Косулин чувствует, как тело его каменеет. Он привык к подобным высказываниям, вернее, к поступкам врачей, совершаемых из такого мировоззрения. Он признавал, что во всех этих измышлениях есть рациональное зерно. Но вот только оболочка этого зерна отвращала невероятно. Все это просто оправдательная речь, думал он, просто способ скрыть правду о самих себе. Но Паяц? Как он-то может не осознавать мотивы своей философии?
– Зачем вам, Олег Яковлевич, столько власти? Ну зачем?
– Вы же психолог, Александр Львович, вы должны понимать, что если вы будете так сильно проникаться трагизмом судьбы каждого пациента, то от вас очень быстро ничего не останется, только, как говорится, рожки да ножки, рога да копытца. Надо как-то держать себя в руках…
Косулин слушал и одновременно рассматривал Паяца отстраненно, словно через предметное стекло. Какое самодовольное лицо, как он искренне убежден в собственной правоте и непогрешимости, какой менторский высокомерный тон, передо мной вершитель судеб человеческих…

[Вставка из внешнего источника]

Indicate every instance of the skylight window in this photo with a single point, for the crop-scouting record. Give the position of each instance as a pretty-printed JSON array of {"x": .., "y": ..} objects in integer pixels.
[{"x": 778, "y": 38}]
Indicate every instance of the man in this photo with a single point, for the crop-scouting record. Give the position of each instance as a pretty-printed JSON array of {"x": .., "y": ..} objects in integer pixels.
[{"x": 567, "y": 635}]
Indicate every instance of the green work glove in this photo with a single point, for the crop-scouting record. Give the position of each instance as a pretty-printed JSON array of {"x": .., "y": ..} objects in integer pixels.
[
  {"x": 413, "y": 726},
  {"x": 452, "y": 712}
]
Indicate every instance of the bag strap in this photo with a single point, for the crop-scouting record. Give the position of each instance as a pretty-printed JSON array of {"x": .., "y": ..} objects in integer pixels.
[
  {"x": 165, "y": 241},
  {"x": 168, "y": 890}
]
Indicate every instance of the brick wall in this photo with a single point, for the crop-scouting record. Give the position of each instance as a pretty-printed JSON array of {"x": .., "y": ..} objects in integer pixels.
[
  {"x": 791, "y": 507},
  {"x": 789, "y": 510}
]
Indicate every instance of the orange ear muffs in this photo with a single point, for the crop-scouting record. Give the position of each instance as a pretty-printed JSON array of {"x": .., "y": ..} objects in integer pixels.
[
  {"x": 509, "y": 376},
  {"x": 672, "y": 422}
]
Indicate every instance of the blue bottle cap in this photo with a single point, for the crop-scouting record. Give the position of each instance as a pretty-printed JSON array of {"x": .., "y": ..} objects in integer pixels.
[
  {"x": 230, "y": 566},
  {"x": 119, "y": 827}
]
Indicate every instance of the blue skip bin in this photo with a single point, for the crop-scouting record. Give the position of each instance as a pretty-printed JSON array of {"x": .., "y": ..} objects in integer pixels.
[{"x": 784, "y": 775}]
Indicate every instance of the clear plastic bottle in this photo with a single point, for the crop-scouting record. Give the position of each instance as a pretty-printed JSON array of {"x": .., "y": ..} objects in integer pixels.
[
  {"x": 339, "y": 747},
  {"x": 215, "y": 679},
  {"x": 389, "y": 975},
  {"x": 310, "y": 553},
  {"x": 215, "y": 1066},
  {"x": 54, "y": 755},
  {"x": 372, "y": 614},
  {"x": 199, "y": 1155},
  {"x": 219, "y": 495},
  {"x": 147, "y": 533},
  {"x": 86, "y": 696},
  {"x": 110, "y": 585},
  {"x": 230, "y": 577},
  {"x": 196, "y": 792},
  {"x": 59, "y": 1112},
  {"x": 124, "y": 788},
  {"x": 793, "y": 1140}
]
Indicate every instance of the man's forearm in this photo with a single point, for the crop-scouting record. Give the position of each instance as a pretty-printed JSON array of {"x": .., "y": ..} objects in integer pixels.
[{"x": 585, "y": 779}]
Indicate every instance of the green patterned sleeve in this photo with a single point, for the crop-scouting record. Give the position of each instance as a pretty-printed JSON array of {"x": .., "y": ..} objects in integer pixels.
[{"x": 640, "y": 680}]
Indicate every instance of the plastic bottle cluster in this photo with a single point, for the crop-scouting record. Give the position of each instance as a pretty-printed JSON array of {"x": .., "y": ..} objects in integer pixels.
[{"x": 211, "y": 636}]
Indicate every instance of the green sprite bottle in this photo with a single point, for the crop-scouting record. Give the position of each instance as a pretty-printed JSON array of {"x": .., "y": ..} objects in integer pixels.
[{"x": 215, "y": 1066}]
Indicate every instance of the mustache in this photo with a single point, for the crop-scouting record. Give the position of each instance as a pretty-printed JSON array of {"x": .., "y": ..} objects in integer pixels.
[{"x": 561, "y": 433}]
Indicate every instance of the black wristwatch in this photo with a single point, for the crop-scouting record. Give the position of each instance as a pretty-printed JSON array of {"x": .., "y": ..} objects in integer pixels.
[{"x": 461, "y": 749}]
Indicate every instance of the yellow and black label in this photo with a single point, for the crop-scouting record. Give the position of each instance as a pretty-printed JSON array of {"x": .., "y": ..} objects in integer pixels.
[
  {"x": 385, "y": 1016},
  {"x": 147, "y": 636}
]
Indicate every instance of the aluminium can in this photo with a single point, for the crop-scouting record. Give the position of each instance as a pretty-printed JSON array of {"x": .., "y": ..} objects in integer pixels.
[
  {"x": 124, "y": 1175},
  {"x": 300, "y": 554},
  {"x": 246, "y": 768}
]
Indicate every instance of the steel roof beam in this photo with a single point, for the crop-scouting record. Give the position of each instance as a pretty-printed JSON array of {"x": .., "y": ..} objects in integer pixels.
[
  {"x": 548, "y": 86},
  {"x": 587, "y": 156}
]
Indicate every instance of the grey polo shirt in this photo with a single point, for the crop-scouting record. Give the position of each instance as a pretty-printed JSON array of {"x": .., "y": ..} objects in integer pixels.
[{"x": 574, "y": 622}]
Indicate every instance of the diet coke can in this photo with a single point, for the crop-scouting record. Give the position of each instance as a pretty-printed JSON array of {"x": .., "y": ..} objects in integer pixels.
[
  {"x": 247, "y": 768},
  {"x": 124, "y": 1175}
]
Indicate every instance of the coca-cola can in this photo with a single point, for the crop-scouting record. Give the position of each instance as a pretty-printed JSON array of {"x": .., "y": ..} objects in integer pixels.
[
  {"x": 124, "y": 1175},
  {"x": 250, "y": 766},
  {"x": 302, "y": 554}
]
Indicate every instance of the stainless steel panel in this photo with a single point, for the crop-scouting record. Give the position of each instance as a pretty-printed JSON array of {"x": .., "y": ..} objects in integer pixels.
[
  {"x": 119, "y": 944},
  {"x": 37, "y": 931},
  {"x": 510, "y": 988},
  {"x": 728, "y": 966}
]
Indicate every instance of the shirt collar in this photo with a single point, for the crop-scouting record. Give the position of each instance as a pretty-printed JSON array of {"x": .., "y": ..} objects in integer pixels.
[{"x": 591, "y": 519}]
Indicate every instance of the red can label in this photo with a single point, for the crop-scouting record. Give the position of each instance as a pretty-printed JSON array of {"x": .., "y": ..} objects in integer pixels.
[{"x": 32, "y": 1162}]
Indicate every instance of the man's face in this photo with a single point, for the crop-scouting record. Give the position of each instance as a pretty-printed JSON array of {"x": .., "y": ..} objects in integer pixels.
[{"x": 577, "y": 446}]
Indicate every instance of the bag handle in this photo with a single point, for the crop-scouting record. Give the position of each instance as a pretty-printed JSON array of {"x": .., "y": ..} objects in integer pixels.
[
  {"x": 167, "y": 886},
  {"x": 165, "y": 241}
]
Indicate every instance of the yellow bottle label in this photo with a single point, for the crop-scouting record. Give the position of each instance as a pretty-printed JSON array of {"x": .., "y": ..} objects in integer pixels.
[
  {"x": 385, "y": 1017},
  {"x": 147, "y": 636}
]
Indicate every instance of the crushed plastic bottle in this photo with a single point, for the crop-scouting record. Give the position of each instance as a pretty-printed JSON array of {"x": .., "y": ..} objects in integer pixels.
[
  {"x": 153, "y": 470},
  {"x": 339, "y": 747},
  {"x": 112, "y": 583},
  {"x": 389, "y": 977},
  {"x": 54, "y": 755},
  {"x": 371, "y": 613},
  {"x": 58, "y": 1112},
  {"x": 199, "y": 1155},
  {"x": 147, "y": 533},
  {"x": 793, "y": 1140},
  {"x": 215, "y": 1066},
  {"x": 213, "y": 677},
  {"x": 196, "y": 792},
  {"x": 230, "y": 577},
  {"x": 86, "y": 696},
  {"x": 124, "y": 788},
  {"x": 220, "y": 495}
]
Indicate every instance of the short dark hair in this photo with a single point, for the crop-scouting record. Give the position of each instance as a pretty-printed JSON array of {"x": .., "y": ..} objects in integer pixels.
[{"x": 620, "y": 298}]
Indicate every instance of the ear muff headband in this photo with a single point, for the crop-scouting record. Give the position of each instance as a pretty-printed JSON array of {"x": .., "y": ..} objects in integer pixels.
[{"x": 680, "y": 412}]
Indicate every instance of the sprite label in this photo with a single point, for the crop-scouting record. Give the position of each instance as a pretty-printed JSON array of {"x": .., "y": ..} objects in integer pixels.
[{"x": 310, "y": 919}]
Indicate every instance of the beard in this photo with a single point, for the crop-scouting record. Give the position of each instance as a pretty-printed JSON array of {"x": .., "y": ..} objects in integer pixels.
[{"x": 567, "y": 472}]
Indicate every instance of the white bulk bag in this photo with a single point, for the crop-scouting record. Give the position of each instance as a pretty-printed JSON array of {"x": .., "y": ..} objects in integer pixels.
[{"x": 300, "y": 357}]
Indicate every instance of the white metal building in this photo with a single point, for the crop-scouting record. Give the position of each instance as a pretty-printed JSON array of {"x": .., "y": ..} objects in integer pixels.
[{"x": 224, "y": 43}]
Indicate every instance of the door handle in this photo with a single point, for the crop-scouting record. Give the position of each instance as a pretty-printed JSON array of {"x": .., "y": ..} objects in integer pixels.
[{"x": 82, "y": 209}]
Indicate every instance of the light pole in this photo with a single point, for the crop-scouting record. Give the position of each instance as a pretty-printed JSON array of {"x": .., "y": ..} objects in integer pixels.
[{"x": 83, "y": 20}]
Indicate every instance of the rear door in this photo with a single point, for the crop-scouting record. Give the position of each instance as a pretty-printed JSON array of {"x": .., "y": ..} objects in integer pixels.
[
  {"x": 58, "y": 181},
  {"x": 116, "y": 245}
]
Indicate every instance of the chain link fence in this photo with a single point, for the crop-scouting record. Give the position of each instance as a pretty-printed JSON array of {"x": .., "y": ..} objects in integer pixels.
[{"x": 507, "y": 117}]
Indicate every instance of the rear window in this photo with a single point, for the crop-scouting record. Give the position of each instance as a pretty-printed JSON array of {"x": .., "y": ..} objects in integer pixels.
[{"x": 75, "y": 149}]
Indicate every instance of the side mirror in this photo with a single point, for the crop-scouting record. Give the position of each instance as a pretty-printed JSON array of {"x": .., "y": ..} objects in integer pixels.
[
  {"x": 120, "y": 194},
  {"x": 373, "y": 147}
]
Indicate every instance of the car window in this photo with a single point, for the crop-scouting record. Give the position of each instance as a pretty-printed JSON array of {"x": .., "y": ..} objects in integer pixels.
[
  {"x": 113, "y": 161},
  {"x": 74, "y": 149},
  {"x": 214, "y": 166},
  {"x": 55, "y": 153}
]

Психолог не любил себя в такие моменты, что-то холодное и жестокое просыпалось в нем, не испытывающее никакой симпатии к людям. В такие моменты он говорил слова, о которых потом жалел. Но удержаться не мог.
– Эта ваша отповедь кажется мне вершиной ораторского мастерства, она достойна оваций. Браво! Смущает только одно: то, что подобную речь, состоящую, впрочем, из штампов и банальностей, произносите вы, Олег Яковлевич. Вы правы, я слишком вовлекаюсь. Допустим. Вы же всю жизнь положили на то, чтобы другие люди не узнали, что вы чувствуете и думаете на самом деле. Хотя я же психолог, как вы мне любезно напомнили, я могу предположить, что больше всего на свете вы боитесь испытать хоть какое-то подобие привязанности и близости. Как и большинство ваших коллег, вы считаете проявление чувств слабостью, для вас недопустимой. Вы и больных так дрессируете: заплакал – укол, разозлился – в наблюдательную палату. Но чувства – это не симптомы душевной болезни. А вот их отсутствие – симптом! Но вы считаете, что только вы знаете, какие чувства являются адекватным поводом для переживаний, а какие – нет. Вы призываете меня сойти с ума и перестать думать и чувствовать то, что я думаю и чувствую. Прийти в себя, держать себя в руках! Знаете, чем обычно заканчиваются такие подвиги самообладания? Хотя зачем я спрашиваю, вы знаете это лучше меня: ведь ваша подруга покончила с собой. И наверняка она достаточно хорошо держала себя в руках, чтобы вы до конца дней фантазировали о том, что же она чувствовала, завязывая веревку на своей шее? – Последние слова Косулин выговаривал с горьким удовольствием и ужасом.
«Что я говорю, боже? – успевает подумать он. – Я слишком долго уговаривал себя не замечать своих чувств после смерти Венечки, и теперь, когда Паяц делает то же самое…» Додумать Косулин не успевает.
На секунду в ординаторской воцаряется полная тишина. Паяц побледнел и замер, он выглядит ошеломленным. В следующую же секунду он как спущенная пружина взметнулся из своего кресла. Косулину кажется, что его рыжая макушка мелькнула где-то под самым потолком, и в то же мгновение Паяц со всего размаха опускает на голову Косулина увесистую папку с историей болезни, которую так и не успел дописать. Косулин вскрикивает от неожиданности, запоздало пытается прикрыться рукой, но не успевает и получает чувствительный удар по уху. В голове зазвенело. Из папки веером рассыпались по столу и полу справки и бумажки, чашка с остывшим чаем, задетая полой белого халата Паяца, летит на пол, по дороге заливая своим содержимым штаны Косулина и протоколы психологического исследования Кости Новикова. Косулин вскакивает, держась за ухо. Паяц стоит напротив, все еще крепко сжимая в руках историю болезни.